Changes in planet Earth's orbit seem to be considered seriously by science theories.
What were the causes of these orbital variations?
Have the occurred more recent than theory suggests? Perhaps even being witnessed and described by previous cultures all around the world?
What we showed is that even under natural conditions, it can become much drier than predicted by any of our models ... About halfway down they found salty layers some 300 feet thick, indicating a long-term drop below the sea's current level. This came in a period between ice ages, 115,000 to 130,000 years ago, when variations in Earth's orbit brought temperatures about 4 degrees hotter those of the 20th century equivalent to what is projected for the end of the 21st century.
Under the Dead Sea, warnings of dire drought | Science Daily
Combining the Nice Model, Milankovitch Cycles, Jumping Jupiters, the only thing that seems certain is planet Earth and other worlds in our solar system have not have long term steady orbits.
Periodic changes in the "roundness" of Earth's orbit varies in cycles of 100,000 to 400,000 years. This affects how important "timing of the perihelion" is to the strength of the seasons. The growth and retreat of ice sheets are thought to be controlled by the combination of:
- the tilt cycle which takes 41,000 years from onset to completion
- the year precession cycle which is 26,000 years
- the perhaps smaller effect of Earth's orbit eccentricities (non-circular and elliptical) cycle which can take 100,000 to 400,000 years for completion
Effects to life on Earth with orbital variations
What would happen to the various lifeforms and living environments on our globe if there was a more significant and quicker than usual variation in Earth's orbit?

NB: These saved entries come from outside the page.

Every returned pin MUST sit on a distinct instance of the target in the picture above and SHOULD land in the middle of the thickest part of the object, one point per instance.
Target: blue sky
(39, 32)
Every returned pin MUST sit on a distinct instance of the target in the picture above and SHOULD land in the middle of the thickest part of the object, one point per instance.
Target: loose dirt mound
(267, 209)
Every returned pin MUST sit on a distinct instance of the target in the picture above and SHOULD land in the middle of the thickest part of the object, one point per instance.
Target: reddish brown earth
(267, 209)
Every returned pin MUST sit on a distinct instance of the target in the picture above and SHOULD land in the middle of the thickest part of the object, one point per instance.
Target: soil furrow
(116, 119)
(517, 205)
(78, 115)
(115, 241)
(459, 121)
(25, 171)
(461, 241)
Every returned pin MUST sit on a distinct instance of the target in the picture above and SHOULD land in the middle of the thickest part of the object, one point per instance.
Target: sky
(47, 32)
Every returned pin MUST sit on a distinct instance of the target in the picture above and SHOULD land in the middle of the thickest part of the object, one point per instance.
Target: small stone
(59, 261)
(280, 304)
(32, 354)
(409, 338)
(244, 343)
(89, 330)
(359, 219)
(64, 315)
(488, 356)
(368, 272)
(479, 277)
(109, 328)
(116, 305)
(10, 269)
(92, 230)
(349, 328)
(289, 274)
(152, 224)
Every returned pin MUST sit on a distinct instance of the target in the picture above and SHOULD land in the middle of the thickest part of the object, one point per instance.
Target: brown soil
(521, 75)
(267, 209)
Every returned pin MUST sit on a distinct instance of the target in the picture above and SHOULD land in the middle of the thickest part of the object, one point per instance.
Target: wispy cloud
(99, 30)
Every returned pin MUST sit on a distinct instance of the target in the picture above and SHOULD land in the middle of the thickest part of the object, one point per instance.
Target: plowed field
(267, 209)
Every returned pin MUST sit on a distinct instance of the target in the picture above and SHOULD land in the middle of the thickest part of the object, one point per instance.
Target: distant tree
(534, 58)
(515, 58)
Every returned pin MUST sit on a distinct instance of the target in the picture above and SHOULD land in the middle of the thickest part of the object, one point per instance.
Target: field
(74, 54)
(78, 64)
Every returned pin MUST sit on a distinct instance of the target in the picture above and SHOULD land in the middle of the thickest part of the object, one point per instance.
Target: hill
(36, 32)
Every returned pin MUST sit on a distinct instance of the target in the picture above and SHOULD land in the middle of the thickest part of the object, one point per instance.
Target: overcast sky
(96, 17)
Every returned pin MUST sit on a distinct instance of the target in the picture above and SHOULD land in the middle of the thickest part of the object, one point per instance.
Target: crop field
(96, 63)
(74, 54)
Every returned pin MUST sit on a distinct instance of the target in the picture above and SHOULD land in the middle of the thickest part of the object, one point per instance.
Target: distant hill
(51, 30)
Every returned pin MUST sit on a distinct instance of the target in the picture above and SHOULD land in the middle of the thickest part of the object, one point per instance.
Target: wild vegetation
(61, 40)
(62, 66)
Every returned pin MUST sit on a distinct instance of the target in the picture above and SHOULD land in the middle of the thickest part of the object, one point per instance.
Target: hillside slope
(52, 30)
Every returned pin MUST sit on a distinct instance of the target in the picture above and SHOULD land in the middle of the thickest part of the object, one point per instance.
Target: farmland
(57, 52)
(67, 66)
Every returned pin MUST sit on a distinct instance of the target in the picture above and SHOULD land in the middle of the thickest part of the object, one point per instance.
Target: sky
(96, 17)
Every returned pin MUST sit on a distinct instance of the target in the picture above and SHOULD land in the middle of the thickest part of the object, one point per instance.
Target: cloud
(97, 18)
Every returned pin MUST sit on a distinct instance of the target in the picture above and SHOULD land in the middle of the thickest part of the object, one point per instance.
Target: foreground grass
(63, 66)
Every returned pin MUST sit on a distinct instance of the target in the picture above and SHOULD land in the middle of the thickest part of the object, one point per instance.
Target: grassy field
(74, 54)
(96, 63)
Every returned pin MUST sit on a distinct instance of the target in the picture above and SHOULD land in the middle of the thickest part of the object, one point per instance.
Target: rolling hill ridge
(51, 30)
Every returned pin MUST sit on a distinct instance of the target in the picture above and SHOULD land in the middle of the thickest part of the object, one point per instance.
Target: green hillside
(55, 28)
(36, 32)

Changes in orbital eccentricity affect the Earth-sun distance. Currently, a difference of only 3 percent (5 million kilometers) exists between closest approach (perihelion), which occurs on or about January 3, and furthest departure (aphelion), which occurs on or about July 4. This difference in distance amounts to about a 6 percent increase in incoming solar radiation (insolation) from July to January. The shape of the Earth’s orbit changes from being elliptical (high eccentricity) to being nearly circular (low eccentricity) in a cycle that takes between 90,000 and 100,000 years. When the orbit is highly elliptical, the amount of insolation received at perihelion would be on the order of 20 to 30 percent greater than at aphelion, resulting in a substantially different climate from what we experience today.